At least she got to turn her whole fiasco — which included a hacking of her site — into an Emmy joke this past weekend, telling the representatives from Ernst & Young, "Since you good at keeping things safe, I got a job for you: My Twitter account. Put that in the vault, please."
Last month Fifth Harmony's Normani Kordei took a leave from Twitter after she said she'd been "racially cyber bullied with tweets and pictures so horrific and racially charged that I can’t subject myself any longer to the hate."
Like others, including Arthur Chu, who's written eloquently of his Twitter ambivalence, I've taken my share of mental health breaks. Last year I went on a social-media fast that helped me gain balance and serenity in my online life. And last month I went on a weeklong vacation and barely looked online at all the whole time.
But this time when I returned, I didn't feel as eager to see the familiar faces who enlighten and entertain. I just dreaded the inevitable nastiness. I didn't have to wait long to get it. And when another female writer posted that if Twitter didn't take more dramatic action to curtail abuse, she doubted that she'd still be active on it a year from now, I thought, What am I waiting for?
Then last week, I woke up one morning to some not especially egregious but definitely hostile overnight reactions to something I'd written and decided I'd had enough.
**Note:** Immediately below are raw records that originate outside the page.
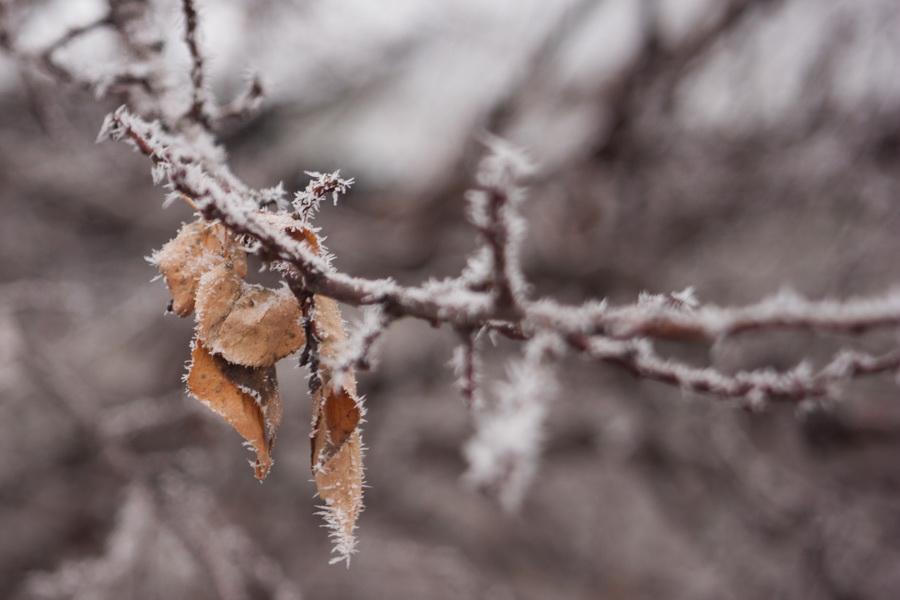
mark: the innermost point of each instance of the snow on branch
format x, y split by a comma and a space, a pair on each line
454, 303
490, 295
639, 358
504, 450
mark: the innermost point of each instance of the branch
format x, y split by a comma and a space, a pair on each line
640, 359
199, 111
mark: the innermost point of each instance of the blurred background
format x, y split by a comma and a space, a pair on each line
742, 147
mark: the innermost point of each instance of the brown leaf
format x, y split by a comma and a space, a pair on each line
340, 482
198, 247
247, 324
336, 443
247, 398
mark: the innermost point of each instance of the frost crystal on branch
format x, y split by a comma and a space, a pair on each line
307, 203
504, 451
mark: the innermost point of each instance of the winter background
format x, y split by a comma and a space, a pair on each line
740, 156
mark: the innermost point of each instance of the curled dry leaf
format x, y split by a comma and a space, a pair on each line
336, 443
198, 247
292, 227
247, 324
246, 397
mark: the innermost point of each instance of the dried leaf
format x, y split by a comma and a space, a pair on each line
336, 443
340, 483
247, 324
198, 247
247, 398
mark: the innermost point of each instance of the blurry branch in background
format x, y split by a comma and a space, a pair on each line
491, 295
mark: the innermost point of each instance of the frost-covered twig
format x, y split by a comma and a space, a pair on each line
466, 365
199, 111
503, 452
452, 303
639, 358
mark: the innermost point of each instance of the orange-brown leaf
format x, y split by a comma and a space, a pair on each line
198, 247
247, 398
340, 483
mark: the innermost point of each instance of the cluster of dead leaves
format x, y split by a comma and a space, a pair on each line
241, 331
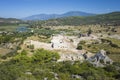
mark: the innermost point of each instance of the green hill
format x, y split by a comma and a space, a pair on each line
104, 19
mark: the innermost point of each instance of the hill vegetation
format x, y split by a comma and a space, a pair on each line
103, 20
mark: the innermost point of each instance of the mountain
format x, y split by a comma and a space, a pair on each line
103, 19
54, 16
9, 21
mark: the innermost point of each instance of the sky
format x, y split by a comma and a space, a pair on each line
24, 8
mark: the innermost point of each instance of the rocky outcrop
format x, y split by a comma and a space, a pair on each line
100, 59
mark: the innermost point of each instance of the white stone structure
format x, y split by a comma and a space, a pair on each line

Always late to the quitting Twitter trend, that's me.
I am strict in my online curation and I am grateful for the filter option that does somewhat effectively screen out what Twitter calls "lower-quality content." I'm not interested in getting in fights or RTing the haters, and I don't care to follow people who do. I block robustly. But the ugliness of this year, the pure, gloves-off hatred on constant display — and God knows, not just on Twitter — is not healthy for anybody to voluntarily put up with unchecked.
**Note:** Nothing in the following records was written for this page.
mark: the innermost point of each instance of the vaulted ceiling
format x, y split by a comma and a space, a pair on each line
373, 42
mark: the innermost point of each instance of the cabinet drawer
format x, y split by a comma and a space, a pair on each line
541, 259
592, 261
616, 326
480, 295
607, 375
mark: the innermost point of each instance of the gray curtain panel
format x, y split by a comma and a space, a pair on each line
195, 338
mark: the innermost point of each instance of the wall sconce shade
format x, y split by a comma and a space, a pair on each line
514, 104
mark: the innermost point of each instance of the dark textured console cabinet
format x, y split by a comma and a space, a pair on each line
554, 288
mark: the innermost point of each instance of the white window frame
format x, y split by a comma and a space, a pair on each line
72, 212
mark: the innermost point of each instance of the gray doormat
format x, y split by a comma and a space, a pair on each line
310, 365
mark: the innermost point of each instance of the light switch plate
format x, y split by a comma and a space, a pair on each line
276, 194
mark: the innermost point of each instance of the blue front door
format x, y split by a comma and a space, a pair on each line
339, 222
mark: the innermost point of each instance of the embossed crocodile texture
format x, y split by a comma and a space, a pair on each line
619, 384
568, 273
In July, author Jessica Valenti announced on Twitter, "This morning I woke up to a rape and death threat directed at my 5 year old daughter. That this is part of my work life is unacceptable. . . . Law enforcement needs to get their shit together on online threats. Social media companies need to f__king do something."
Valenti continued: "In the meantime, I'm taking a break from social media. I don't know how long. I just know that I can't live like this. It's too much."
She returned to Twitter earlier this month. As someone who's been told her daughters deserve to be raped, I understand why she left. And I get why she returned, too. There's a lot about Twitter and social media in general, that's terrific. But as Andrew Sullivan writes this week of his reasons for a digital detox, sometimes enough is just enough.
I am genuinely concerned about what happens when reasonably normal, non-screaming people — especially people who aren't white males — abandon a conversation. I think a lot about the potential consequences of social media being overrun with bullies. And I'm from New Jersey; nobody pushes me around.
After having spent 20 years in online communities, I also understand that keeping the trolls at bay is a job even Hodor couldn't handle and that this one lady's absence isn't a movement. But I've spent my adult life trying, in my own small way, to be more signal than noise. And being persistently subjected to threats and abuse and just plain idiot drool is not what one would call a "user-friendly" experience, nor is it, by the way, what the founding fathers had in mind with the freedom of speech thing.
I wouldn't keep going to a restaurant that yes, often has great food but also regularly serves up plates of garbage. And when a business fails its customers, the customers leave.